The Woodwardias are associated in my mind with sea-air, pine-trees, and the flat, sandy country near Buzzard's Bay, Mass. Both species were met with in one walk not far from the shore.

A little stream, scarcely more than a ditch, divided an open, sunny meadow from a bit of evergreen wood, and on the steep banks of this runlet grew the bright fronds of Woodwardia augustifolia, giving at first glance somewhat the impression of Onoclea sensibilis. The fronds of both are described as pinnatifid, and in this Woodwardia we find the divisions minutely toothed (a), giving them a rough outline which is wanting in Onoclea sensibilis. These are the sterile fronds. Among them and taller than they are the fertile fronds with very narrow divisions, covered on the lower side with the chains of fruit-dots (b).

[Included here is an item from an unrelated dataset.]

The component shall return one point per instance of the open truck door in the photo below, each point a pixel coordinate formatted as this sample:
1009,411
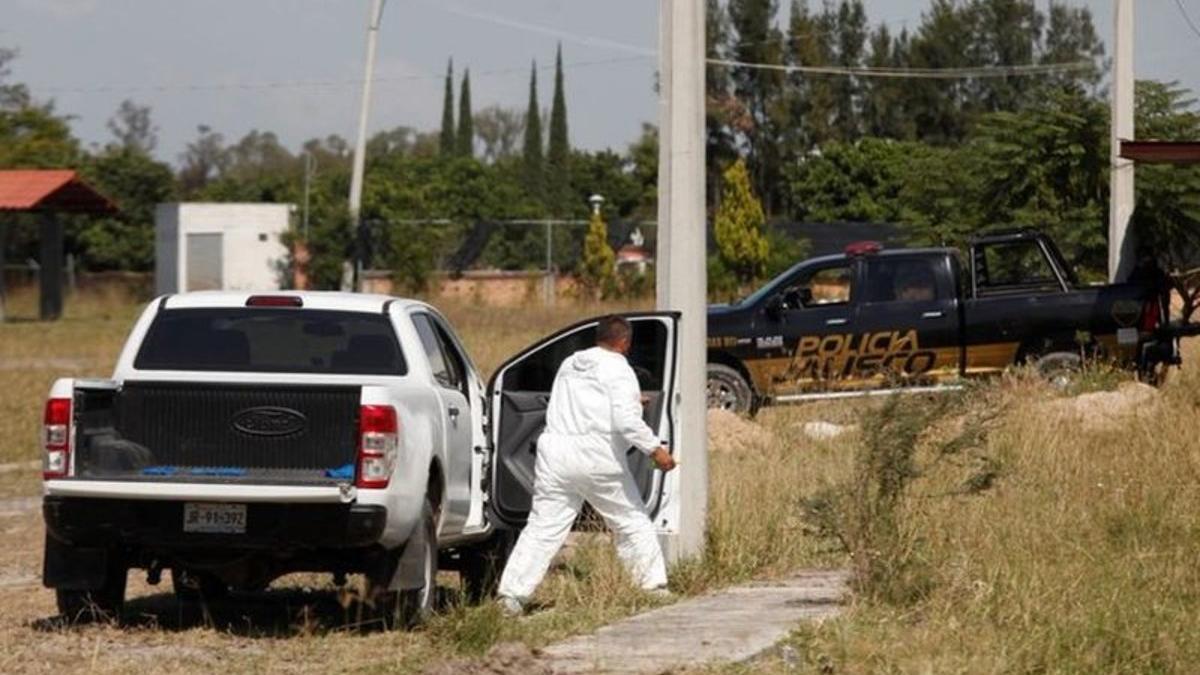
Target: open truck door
520,393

It is a handsome fern and very satisfactory to the novice in fern hunting, because, taking fertile and sterile fronds together, it cannot be confused with any other species.

Crossing the tiny stream, a path dim with the shade of low, dense evergreens and soft and elastic underfoot from their fallen leaves, leads through the woods. Here among the partridge-vine that runs over the rocks, growing from the soft, spongy soil, are groups of the sterile fronds only of this Woodwardia, charming little clumps of fresh green that invite one to dig them up and plant them in boxes or baskets for decorative purposes.